A Second Wave of Network Technologies

June 21, 2001 by Tomaso Poggio

MIT Brain and Cognitive Sciences Professor Tomaso Poggio explores how the Internet can become “smarter”–how intelligent technologies will prevent us from drowning in an ocean of data.

Originally published October 26, 2000 in The Future of Software‘s 10th anniversary issue. Published on KurzweilAI.net June 21, 2001.

In order for the Internet and intranets to evolve into a highly productive environment for science, engineering, and business, we must develop a new set of technologies. In the first technology wave, the primary problem has been connectivity and bandwidth. Hardware, such as fibers and routers, and software, such as protocols and caching, comprise the Internet’s core technologies today.

These technologies provide as many bits as possible, as fast as possible. Even as we solve connectivity problems, however, a new challenge already faces network users: How do you find and manage the vast amount of information on local file systems or the Web? The second Internet wave will include technologies for searching, indexing, and organizing huge amounts of data to support decision making, e-commerce, education, and research. These technologies must “understand” documents, images, and movies, as well as more structured objects such as spreadsheets, parts catalogs, GIS layers, libraries of molecules, genetic sequences, and so on.

The understanding doesn’t need to be complete, just sufficient to do the job. However, the understanding must be able to adapt to the Web’s rapidly changing structure and the user’s evolving needs. I believe a rapidly evolving new set of techniques, based on a new area of applied mathematics called statistical learning, will be a key technology of this second wave. You can apply these methods to develop classifiers that extract data items, such as paragraphs in documents or desired parts of images and videos, by assigning them to meaningful classes. You can also use these methods to extract information–including relationships between data items.

For example, in the future, you might be able to use these technologies to automate document catalogs maintenance, such as those currently developed manually by Yahoo! and other Web search engines. You could also apply them to sort e-mail into relevant categories, identify junk mail, and route documents automatically to the appropriate people–even provide automatic answers.
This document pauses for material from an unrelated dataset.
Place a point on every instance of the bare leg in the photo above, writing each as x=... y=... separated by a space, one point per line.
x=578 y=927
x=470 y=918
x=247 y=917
Unlike existing text-based information-retrieval methods, you can apply these methods equally well to text, images, and visual and audio recordings, as well as to numerical and scientific-data objects such as genetic sequence data, galactic spectra, and so on. Finally, you can customize these learning methods by fast training and execute them continually in the rapidly changing Web.

A few computer scientists from the machine-learning community are beginning to develop techniques to manage, organize, and search for multimedia digital information by harnessing the new statistical learning theories and algorithms. For instance, a small consortium of researchers at MIT and in Oregon and Illinois expect to develop prototype systems to classify and route e-mail messages and to search, categorize, and extract information on the Web.

Consider a typical, small-scale problem this research project will tackle. The MIT Admissions Office typically receives 500 e-mail messages per day that are answered by two full-time employees. Imagine a system that could automatically classify e-mail messages according to an evolving set of categories. Many of these messages contain standard questions: The system could automatically answer those messages with canned text, and route others to specific people automatically. As admissions policies, personnel, and course requirements change, the system would adapt its classifications with a modest amount of human interaction.

Commercial systems with primitive capabilities of this type are becoming available, but we need to develop technologies to improve their limited performance. Consider a second, rather obvious example. Commercial search engines for the Web continue to improve, but they can’t answer many types of complex, multimedia queries. A skilled human can answer many types of queries existing search engines can’t. For example, consider these requests: (a) show pictures of students currently supervised by Professor Tom Dietterich; (b) retrieve images of portable telephones manufactured by Motorola in 1998. You can answer the first query by finding Dietterich’s home page, tracing links from that page to the home pages of his students, and analyzing images on those pages to determine whether they’re images of the student, as opposed to images of his or her spouse and children. You could answer the second query by searching Web pages or catalogs at Motorola, or online magazine articles for old product reviews.

Needless to say, these kinds of queries are becoming more common, and we need to create automatic systems to answer them. It’s clear that developing smarter classification software for multimedia data will play a key role in enabling a second, more intelligent wave of Internet technologies. We need automatic techniques to route, organize, and search information to help individuals and organizations exploit the ocean of data that the computer networks are creating–instead of drowning in it.